My knowledge of probability theory is based mostly on reading E.T. Jaynes’ Probability Theory book, Andrew Gelman’s blog, and various LessWrong posts. I now want to get a strong grasp of the central limit theorem(s), but YouTube videos and googled pages speak so much in the language of sampling from a population, and random variables, that it’s hard to be sure what they’re saying, given that my background doesn’t really include those ideas. I’m especially interested in the different kinds of CLTs, like the Lyapunov condition, the Berry-Esseen theorem, and so on. I often have a tough time with diving right into algebra - something like http://personal.psu.edu/drh20/asymp/fall2002/lectures/ln04.pdf gives me terrible trouble. Given all these constraints, does anyone know of good resources from which I can gain a strong grasp of the CLTs?

Some things I am confused about after googling so far:

Do distributions converge to gaussians, or do means converge to the mean of a gaussian? Is the former a more difficult convergence to achieve, or are they actually the very same condition?

Is the CLT even about means? Does it say anything about the resulting variance or skewness of the resulting distribution?

Is it actually necessary to be sampling from a population, or does the CLT apply to taking the means of arbitrary distributions, regardless of where they were obtained?

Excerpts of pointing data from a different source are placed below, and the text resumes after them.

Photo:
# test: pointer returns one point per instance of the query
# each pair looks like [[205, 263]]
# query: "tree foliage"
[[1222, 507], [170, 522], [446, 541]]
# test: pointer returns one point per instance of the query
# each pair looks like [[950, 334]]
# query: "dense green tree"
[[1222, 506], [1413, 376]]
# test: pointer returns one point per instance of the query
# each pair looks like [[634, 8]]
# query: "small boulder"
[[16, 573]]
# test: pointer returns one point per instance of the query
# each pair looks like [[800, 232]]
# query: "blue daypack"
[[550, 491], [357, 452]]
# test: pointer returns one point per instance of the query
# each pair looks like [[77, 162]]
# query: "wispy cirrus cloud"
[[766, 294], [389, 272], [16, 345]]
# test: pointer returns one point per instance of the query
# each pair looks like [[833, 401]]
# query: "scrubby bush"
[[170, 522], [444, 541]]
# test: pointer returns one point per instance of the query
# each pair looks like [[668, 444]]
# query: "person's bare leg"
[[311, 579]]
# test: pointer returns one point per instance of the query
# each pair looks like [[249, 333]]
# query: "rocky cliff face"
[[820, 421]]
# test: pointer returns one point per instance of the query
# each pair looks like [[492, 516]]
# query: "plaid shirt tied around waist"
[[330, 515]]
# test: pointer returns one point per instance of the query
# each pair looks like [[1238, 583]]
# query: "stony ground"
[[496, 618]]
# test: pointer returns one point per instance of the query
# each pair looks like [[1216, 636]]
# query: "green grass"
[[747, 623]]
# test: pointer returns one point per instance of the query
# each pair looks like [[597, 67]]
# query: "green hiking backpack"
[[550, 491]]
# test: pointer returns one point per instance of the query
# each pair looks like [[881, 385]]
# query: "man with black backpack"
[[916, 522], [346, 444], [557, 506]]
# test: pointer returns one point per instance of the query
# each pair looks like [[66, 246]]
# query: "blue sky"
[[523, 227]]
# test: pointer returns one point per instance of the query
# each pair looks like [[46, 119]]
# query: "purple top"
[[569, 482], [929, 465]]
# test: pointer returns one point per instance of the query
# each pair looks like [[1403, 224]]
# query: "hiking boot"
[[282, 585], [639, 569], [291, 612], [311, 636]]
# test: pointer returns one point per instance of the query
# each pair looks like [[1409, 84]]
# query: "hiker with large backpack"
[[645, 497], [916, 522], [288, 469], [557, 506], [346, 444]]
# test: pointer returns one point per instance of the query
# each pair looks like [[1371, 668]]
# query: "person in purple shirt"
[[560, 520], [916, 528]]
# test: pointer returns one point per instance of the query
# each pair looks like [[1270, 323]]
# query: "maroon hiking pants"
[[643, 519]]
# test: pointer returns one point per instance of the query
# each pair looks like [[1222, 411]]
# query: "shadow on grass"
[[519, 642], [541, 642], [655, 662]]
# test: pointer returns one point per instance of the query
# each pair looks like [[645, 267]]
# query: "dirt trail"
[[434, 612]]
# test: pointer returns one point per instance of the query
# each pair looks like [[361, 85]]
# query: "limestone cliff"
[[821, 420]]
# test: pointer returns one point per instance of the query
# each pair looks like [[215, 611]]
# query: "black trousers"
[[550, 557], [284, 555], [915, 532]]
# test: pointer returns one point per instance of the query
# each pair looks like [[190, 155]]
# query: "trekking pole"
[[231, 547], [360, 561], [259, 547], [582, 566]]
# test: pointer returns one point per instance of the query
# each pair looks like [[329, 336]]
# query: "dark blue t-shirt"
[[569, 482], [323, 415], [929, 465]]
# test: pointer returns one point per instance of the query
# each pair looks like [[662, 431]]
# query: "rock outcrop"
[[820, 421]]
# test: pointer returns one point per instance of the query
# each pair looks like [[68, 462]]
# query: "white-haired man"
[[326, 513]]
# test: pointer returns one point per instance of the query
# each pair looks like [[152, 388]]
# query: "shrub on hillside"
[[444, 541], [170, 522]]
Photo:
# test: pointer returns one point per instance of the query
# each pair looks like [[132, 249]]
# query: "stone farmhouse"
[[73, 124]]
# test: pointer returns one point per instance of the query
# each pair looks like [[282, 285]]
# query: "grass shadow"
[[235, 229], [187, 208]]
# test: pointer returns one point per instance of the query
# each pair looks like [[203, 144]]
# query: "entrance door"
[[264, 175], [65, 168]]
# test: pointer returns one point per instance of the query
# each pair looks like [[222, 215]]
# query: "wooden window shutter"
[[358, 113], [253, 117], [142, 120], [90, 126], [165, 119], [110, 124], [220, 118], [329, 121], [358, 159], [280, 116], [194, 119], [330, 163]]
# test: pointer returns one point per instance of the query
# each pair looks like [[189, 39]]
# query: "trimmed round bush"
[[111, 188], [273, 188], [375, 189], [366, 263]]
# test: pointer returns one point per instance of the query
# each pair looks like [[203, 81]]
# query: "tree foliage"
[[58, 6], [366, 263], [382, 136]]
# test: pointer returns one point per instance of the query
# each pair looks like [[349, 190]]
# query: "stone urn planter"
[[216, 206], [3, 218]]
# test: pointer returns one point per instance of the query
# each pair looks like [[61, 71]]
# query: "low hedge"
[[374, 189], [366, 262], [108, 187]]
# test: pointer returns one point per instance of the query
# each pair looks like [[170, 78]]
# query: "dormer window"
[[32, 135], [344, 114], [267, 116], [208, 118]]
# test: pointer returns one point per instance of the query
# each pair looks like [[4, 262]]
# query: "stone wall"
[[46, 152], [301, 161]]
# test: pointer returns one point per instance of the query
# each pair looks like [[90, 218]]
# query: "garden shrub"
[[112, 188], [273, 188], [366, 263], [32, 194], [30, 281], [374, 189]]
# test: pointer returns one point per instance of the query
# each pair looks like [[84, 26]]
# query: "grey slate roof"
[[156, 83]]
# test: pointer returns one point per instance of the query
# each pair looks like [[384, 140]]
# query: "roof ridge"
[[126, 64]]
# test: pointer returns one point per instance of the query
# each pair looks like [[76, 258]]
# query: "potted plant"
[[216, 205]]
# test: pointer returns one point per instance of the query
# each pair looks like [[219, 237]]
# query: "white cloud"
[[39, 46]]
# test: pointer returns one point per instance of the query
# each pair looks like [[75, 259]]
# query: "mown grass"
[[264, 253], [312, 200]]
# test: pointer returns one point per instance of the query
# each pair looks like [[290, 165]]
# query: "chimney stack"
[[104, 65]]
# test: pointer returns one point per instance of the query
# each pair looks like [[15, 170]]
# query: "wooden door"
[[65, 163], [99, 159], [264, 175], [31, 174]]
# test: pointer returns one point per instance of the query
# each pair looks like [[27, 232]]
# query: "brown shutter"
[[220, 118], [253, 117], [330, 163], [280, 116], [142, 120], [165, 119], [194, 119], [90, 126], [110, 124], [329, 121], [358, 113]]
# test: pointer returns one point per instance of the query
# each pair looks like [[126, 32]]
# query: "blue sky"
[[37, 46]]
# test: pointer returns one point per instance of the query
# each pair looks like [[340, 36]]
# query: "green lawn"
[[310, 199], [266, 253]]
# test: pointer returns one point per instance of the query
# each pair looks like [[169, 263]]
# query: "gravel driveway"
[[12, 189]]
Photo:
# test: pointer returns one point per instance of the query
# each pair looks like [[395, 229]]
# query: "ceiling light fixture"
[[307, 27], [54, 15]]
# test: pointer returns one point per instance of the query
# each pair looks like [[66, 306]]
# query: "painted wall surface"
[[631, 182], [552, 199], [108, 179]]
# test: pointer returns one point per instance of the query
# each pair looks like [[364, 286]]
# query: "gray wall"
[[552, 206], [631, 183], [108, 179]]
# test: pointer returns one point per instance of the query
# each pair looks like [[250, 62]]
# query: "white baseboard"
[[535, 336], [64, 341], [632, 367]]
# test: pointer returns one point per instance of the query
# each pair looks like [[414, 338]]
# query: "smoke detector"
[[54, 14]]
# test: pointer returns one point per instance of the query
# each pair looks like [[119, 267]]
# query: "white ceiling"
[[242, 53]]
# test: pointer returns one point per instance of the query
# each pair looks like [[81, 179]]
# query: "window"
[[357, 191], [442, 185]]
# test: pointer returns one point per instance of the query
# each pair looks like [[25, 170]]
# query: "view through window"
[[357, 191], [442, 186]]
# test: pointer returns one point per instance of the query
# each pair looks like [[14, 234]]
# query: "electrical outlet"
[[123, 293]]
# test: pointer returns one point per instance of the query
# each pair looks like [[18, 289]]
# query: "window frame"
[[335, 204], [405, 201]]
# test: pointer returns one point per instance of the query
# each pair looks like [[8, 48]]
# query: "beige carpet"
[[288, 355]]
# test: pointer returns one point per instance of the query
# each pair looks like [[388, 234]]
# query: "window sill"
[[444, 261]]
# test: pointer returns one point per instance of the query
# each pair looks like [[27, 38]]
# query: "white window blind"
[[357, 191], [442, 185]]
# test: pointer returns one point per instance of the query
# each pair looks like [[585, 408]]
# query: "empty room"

Any form of media is OK, for recommendations - no preference. Please feel free to suggest things even if you’re not sure it’s what I’m looking for - you are probably better than google!

Thanks. I think I had the law of large numbers and CLT in the same bucket in my head, so pointing out they're different is helpful. Your point #5, and the attractor bit, are especially interesting - and I've seen similar arguments in Jaynes's book, around gaussians, so this is starting to get into places I can relate to. And knowing that convergence in distribution is called weak convergence should help when I'm searching for stuff. Helpful!

I guess I consider a family of random variables to be the same thing as a family of distributions? Is there a difference?